Answer 5: Preserve wrapped identity honestly

Example answer:

import functools
import inspect


def bare(func):
    def wrapper(*args, **kwargs):
        return func(*args, **kwargs)
    return wrapper


def preserved(func):
    @functools.wraps(func)
    def wrapper(*args, **kwargs):
        return func(*args, **kwargs)
    return wrapper

Strong evidence:

  • the bare version often reports __name__ == "wrapper"
  • the preserved version reports the original name and docstring
  • the preserved version has __wrapped__
  • inspect.signature is much more likely to reflect the logical callable correctly

Good conclusion:

functools.wraps is part of correctness because it preserves the inspection and review surface that later tools depend on.

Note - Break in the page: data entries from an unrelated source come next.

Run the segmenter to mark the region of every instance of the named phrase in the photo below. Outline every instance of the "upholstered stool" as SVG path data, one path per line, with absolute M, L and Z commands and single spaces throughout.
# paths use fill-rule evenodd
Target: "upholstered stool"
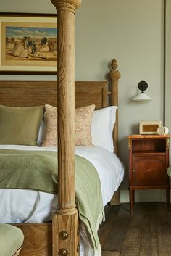
M 23 243 L 22 231 L 12 225 L 0 224 L 0 255 L 17 256 Z

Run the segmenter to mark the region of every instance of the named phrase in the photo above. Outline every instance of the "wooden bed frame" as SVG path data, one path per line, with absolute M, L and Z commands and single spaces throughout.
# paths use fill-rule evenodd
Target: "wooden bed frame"
M 96 104 L 96 109 L 118 105 L 120 74 L 117 70 L 117 63 L 114 59 L 109 73 L 110 84 L 107 81 L 75 83 L 75 12 L 81 1 L 51 1 L 57 7 L 58 17 L 58 86 L 57 82 L 51 81 L 0 81 L 0 104 L 28 107 L 49 104 L 58 107 L 58 210 L 52 223 L 16 224 L 25 235 L 20 256 L 79 255 L 75 145 L 72 142 L 75 141 L 75 107 L 92 104 Z M 113 133 L 117 154 L 117 112 Z M 67 165 L 64 165 L 65 162 Z M 70 184 L 73 184 L 72 187 Z M 118 202 L 117 193 L 117 204 Z

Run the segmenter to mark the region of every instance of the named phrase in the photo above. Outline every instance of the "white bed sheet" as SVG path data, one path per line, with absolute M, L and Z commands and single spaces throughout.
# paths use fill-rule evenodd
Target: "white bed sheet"
M 0 145 L 0 149 L 57 150 L 57 147 Z M 86 158 L 96 168 L 101 184 L 104 206 L 110 201 L 124 177 L 124 167 L 115 154 L 100 146 L 76 146 L 75 154 Z M 0 223 L 33 223 L 51 220 L 57 210 L 57 196 L 34 190 L 0 189 Z M 93 255 L 83 234 L 80 255 Z

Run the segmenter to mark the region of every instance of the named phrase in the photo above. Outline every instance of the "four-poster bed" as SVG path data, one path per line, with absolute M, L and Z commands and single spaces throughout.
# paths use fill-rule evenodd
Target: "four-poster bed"
M 80 223 L 75 203 L 75 108 L 95 104 L 97 110 L 118 105 L 117 83 L 120 75 L 117 70 L 115 59 L 112 62 L 109 86 L 107 81 L 75 83 L 74 19 L 80 0 L 51 1 L 57 7 L 58 16 L 58 86 L 56 82 L 45 81 L 0 82 L 1 105 L 57 104 L 57 210 L 53 215 L 52 223 L 14 224 L 25 235 L 21 256 L 79 255 Z M 117 153 L 117 111 L 113 133 Z

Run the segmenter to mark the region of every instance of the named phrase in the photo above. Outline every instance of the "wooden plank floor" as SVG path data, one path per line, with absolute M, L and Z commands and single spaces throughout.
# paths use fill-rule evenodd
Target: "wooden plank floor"
M 171 256 L 171 205 L 109 206 L 99 235 L 103 256 Z

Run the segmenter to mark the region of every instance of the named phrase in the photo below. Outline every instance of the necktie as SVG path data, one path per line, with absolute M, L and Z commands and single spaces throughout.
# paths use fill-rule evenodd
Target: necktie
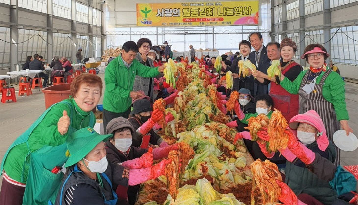
M 260 55 L 259 55 L 260 54 L 260 52 L 256 51 L 256 56 L 255 57 L 255 60 L 256 60 L 256 62 L 257 62 L 257 64 L 258 64 L 258 62 L 260 61 Z

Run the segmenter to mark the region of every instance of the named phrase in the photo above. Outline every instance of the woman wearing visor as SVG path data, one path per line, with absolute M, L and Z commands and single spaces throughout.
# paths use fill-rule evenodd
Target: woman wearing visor
M 281 75 L 280 85 L 290 93 L 300 95 L 300 114 L 310 110 L 318 113 L 330 141 L 333 141 L 333 134 L 341 126 L 347 135 L 353 132 L 348 125 L 344 82 L 339 74 L 326 66 L 325 61 L 330 55 L 326 49 L 320 44 L 310 44 L 304 53 L 301 58 L 309 64 L 309 69 L 302 71 L 293 82 Z M 339 165 L 340 152 L 336 149 L 335 164 Z

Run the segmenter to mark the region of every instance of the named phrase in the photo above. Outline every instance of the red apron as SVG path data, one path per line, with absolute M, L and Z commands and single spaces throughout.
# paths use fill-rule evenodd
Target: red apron
M 286 66 L 282 67 L 282 74 L 284 75 L 291 68 L 299 65 L 295 61 L 288 63 Z M 291 94 L 279 84 L 275 82 L 271 83 L 270 96 L 274 101 L 274 108 L 282 112 L 282 114 L 289 122 L 291 118 L 298 114 L 299 107 L 299 96 L 298 94 Z

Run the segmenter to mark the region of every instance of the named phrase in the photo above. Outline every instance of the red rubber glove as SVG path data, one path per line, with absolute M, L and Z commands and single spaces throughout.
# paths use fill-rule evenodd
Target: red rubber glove
M 152 113 L 151 117 L 145 123 L 143 123 L 141 127 L 137 129 L 137 133 L 144 135 L 149 132 L 155 125 L 156 123 L 163 117 L 164 113 L 163 112 L 157 109 Z
M 266 144 L 265 143 L 262 143 L 259 141 L 257 141 L 257 144 L 258 144 L 258 146 L 260 147 L 260 148 L 261 149 L 261 151 L 262 151 L 262 153 L 263 153 L 264 155 L 265 156 L 268 158 L 271 158 L 274 157 L 274 155 L 275 155 L 275 153 L 274 152 L 269 152 L 266 149 Z
M 169 145 L 167 143 L 167 142 L 162 142 L 159 145 L 159 147 L 169 147 Z
M 168 145 L 167 147 L 154 148 L 153 149 L 153 157 L 155 160 L 166 158 L 168 157 L 168 154 L 169 154 L 169 151 L 171 150 L 177 150 L 178 149 L 178 145 L 176 144 L 170 146 Z
M 163 159 L 160 162 L 151 167 L 151 177 L 153 179 L 165 174 L 165 166 L 171 163 L 170 159 Z
M 153 165 L 153 154 L 152 154 L 153 148 L 148 148 L 148 152 L 144 153 L 139 158 L 131 160 L 127 160 L 122 163 L 121 165 L 131 169 L 141 169 L 149 167 Z
M 277 185 L 281 188 L 281 194 L 279 200 L 285 205 L 296 205 L 298 204 L 298 199 L 292 189 L 285 183 L 276 180 Z
M 229 127 L 229 128 L 235 128 L 238 126 L 238 125 L 237 125 L 237 120 L 234 120 L 231 122 L 229 122 L 225 125 L 226 125 L 226 126 Z
M 257 137 L 264 141 L 268 142 L 270 136 L 267 132 L 267 128 L 263 127 L 261 129 L 261 130 L 257 132 Z
M 177 91 L 176 92 L 174 92 L 174 93 L 172 93 L 168 96 L 167 97 L 164 98 L 164 100 L 165 101 L 165 104 L 168 105 L 168 104 L 171 103 L 174 101 L 174 99 L 178 95 L 178 91 Z
M 289 130 L 286 130 L 285 133 L 288 134 L 289 140 L 287 147 L 294 154 L 297 156 L 305 164 L 310 164 L 316 158 L 316 154 L 305 145 L 299 142 L 297 138 Z
M 237 117 L 239 118 L 239 120 L 242 120 L 245 118 L 245 114 L 241 110 L 241 108 L 240 107 L 240 103 L 239 101 L 236 101 L 235 102 L 235 106 L 234 106 L 234 111 L 236 113 Z

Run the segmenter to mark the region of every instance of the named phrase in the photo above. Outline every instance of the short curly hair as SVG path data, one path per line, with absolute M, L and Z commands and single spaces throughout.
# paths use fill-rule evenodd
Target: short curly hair
M 102 95 L 103 89 L 102 80 L 97 75 L 86 73 L 77 76 L 71 84 L 70 92 L 72 97 L 76 97 L 79 87 L 82 84 L 85 84 L 90 87 L 98 86 L 100 87 L 100 94 Z
M 152 47 L 152 41 L 151 41 L 150 40 L 147 38 L 142 38 L 138 40 L 137 42 L 137 46 L 138 46 L 138 48 L 140 48 L 140 47 L 142 46 L 142 45 L 144 43 L 148 43 L 149 44 L 149 47 Z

Answer 6: Review a small cache or retry decorator

Example answer:

Suppose the decorator stores cached results on wrapper attributes and exposes cache_clear().

Strong assessment:

  • the wrapper owns state across calls
  • reset behavior must be explicit
  • limitations such as hashability or concurrency need to be documented

Good conclusion:

Once a decorator starts caching or retrying, it has moved beyond a thin wrapper and should be reviewed as a small policy system rather than as harmless sugar.

What strong Module 04 answers have in common

Across the whole set, strong answers share the same habits:

  • they separate definition-time rebinding from call-time behavior
  • they distinguish thin wrappers from stateful policy
  • they preserve callable identity when transparency is claimed
  • they name limits instead of hiding them behind decorator syntax

If an answer still sounds like "decorators just add behavior," revise it until you can say what changed, when it changed, and what still remains visible to tools and reviewers.